Yes, you know when I first moved to Canada, I moved to Québec. You know Québec has a French majority and there are many Haitians. And then having to move to Calgary and Edmonton, it became increasingly difficult to find other Haitians. So sharing Creole is for me to reclaim my heritage, and to challenge those who are familiar with English to be exposed to another language. To make people move out of their comfort zone. To take more space in the way that I am.
What happened when you wrote “Stranger”? Who is this stranger?
I remember specifically when I first wrote this poem. It was me confronting body dysmorphia. I will watch these commercials where you have to do this and that. And it is like women just bending ourselves backward to suit this narrative. The poem is therefore a kind of letter to myself, to my assimilated self. It is also a kind of communication to the body I once recognized as I navigate chronic illness.

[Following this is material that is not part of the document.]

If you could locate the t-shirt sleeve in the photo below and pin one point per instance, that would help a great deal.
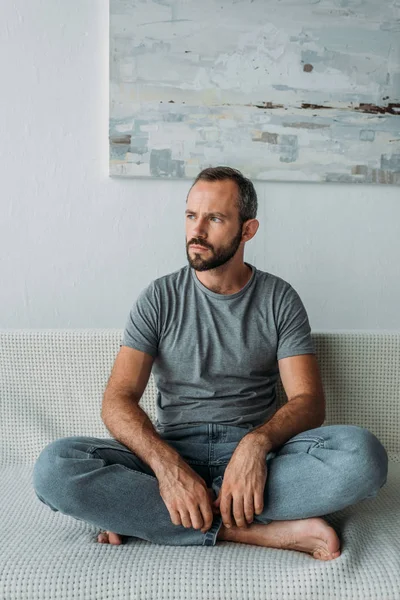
(141, 328)
(294, 331)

The weight of trauma and guilt illness inflicts on the body resonates in the last part of the collection when one’s body acts like a stranger. From the “pain that hides in plain sight” to the constant stabbing that leaves scar on the body during medical assistance. How has poetry helped your resurrection?
That is such a great and proper question! I think it allows me to regain agency on a lot of things that are happening. I think writing is for me a way to release and lament. But also in that lament it is always for me to recognize the beauty that is still there in the mess. Writing was a way for me to recognize my body’s difficulty to find a vein for the nurse. It is also a way for me to say, no. This body refuses. It is also a way of bringing life into the dead. It is reclaiming language, reclaiming a narrative that was not necessarily a choice.

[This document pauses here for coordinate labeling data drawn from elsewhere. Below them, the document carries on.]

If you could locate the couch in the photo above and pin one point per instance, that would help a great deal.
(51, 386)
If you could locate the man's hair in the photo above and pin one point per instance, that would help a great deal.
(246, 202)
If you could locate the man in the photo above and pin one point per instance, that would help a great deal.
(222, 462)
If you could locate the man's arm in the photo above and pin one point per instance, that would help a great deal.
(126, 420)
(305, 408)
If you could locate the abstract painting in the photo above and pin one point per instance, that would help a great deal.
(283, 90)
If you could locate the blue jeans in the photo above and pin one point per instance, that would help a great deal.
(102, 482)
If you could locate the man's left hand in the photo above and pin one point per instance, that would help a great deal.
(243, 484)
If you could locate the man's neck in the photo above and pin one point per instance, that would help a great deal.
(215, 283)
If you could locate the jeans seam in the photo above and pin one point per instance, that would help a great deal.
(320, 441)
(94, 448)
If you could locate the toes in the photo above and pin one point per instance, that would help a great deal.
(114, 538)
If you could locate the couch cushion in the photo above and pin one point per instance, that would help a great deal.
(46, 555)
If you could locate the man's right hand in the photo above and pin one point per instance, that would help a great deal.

Tell me about your future projects in Alberta.
Yeeaaah. So many exciting projects actually. I want to go beyond Edmonton to share my work. The other project I am nursing is a poetry album. I grew up in the church and almost by force I learnt music and song. And I want to be able to play with that upbring. The gospel and song. I feel like it is in my blood that I have not tapped into. That is slowly what I am working on.
—♦—
Haitian-born spoken word artist and advocate, Medgine Mathurin is a person for whom the love of language and the alchemy of words is second nature. Her multilingual upbringing (French, Creole, English) not only prompted her to begin experimenting with the potential and magic of language but naturally compelled her into a deep love of poetry. Over the years, Medgine became a Lupus, CIDP, Polymyositis, and Raynaud’s warrior, all of which fuels her desire to merge storytelling and her power of language into patient advocacy especially for those living with chronic illness. Medgine currently serves as a Patient Advisor and is working on her first collection of poetry. She was one of the editors of the nationally distributed From the Root Zine, which explored matters of identity, consciousness, and resilience from the perspective of Black womanhood.

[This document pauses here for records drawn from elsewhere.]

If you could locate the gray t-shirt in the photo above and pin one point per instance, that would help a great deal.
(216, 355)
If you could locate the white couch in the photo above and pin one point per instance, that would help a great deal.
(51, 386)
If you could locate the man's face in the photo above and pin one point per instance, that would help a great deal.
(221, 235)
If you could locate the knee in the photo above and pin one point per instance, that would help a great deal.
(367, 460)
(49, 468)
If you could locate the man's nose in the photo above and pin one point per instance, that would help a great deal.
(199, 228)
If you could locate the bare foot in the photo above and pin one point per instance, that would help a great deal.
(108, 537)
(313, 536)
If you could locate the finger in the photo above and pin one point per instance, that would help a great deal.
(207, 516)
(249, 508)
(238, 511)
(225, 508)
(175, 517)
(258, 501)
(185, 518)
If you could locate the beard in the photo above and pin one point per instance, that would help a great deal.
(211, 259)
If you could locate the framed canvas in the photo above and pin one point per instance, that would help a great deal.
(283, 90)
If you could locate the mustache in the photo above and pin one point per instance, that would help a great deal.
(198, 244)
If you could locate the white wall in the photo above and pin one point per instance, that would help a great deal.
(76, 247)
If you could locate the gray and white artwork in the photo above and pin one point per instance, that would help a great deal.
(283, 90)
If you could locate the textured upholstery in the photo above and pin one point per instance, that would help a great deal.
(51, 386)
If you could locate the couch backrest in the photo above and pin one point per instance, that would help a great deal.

Medgine was selected as a participant in the 2022 Mentorship Program with the Writer’s Guild of Alberta’s and recently completed her role as mentor with the 2022 Horizon Circle Writers Program, a writing mentorship program for Black, Indigenous, and People of Colour (BIPOC), ESL, and underrepresented writers living in Edmonton. Her debut multilingual chapbook Waiting in the land of the living Attendre dans le monde des vivants was published in July 2023
Olajide Salawu is a PhD student at the University of Alberta. He has published his own creative writing in the Literary Review of Canada, CBC, This Magazine, and is the managing editor of Olongo Africa. Along with Kọ́lá Túbọ̀sún, he edited the Olongo Multilingual Anthology.